Updated rules to the Health Insurance Portability and Accountability Act (HIPAA) expand the legal responsibilities of third-party organizations handling protected health information.
On Monday, the compliance grace period ended for the HIPAA Omnibus Rule (PDF), which formalized many of the statutory changes already made in the 2009 Health Information Technology for Economic and Clinical Health Act (HITECH Act).
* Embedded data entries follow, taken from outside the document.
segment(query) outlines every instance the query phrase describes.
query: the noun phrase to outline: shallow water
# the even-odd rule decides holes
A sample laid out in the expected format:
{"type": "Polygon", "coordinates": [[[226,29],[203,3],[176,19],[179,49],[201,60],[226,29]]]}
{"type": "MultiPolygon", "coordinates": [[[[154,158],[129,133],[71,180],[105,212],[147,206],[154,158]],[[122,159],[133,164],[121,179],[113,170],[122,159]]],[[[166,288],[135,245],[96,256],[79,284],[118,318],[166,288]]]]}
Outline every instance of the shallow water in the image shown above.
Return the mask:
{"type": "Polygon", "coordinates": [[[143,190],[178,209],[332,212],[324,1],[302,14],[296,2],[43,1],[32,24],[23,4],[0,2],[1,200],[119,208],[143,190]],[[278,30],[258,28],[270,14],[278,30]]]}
The changes took effect in March, but organizations have had the past six months to update their business practices to remain in compliance.
Amendments include measures that legally require “business associates” of covered entities to comply with security and privacy measures enforced by HIPAA, like breach notifications.
In addition, the updated rules expands the definition of a business associate so that any subcontractor that creates, receives, maintains or transmits protected health information (PHI) on behalf of a covered HIPAA-entity, must comply. Health information organizations, e-prescribing gateways and other organizations that provide data transmission services for covered entities, were also designated as "business associates" that must comply with HIPAA.
In an interview with SCMagazine.com, Lee Kim, director of privacy and security at the Healthcare Information and Management Systems Society (HIMSS), addressed the significance of the new HIPAA rules.
“The definition has been broadened,” Kim said of business associates. “You could be considered a business associate if you are a data storage company, or even if your access to protected health information is infrequent,” she continued, later adding, that anyone who maintains or has access to PHI is “on the hook.”
Other major amendments to the security rule, include restrictions on how covered entities can market or sell PHI, namely, that organizations must obtain prior written authorization from patients in order to contact them about non-health related services or products, or share that information with a third party for marketing purposes, Kim shared.
Still, businesses just coming into the fold, which must now comply with HIPAA, will likely feel the biggest impact as a result of the changes.
Mahmood Sher-Jan, vice president of product management at ID Experts, a data breach prevention and response firm which consults with HIPAA-covered entities on remaining compliant, told SCMagazine.com that, before, business associates' main concerns where upholding their contracts with covered organizations, like hospitals or insurers.
Their level of accountability has now grown, he explained.
“Before, they only had to comply contractually," Sher-Jan said of specific contracts between covered entities and third party companies accessing patient data. "Now legally they have to comply. [Under HIPAA] they could be audited, they could be found negligent or fined,” he said.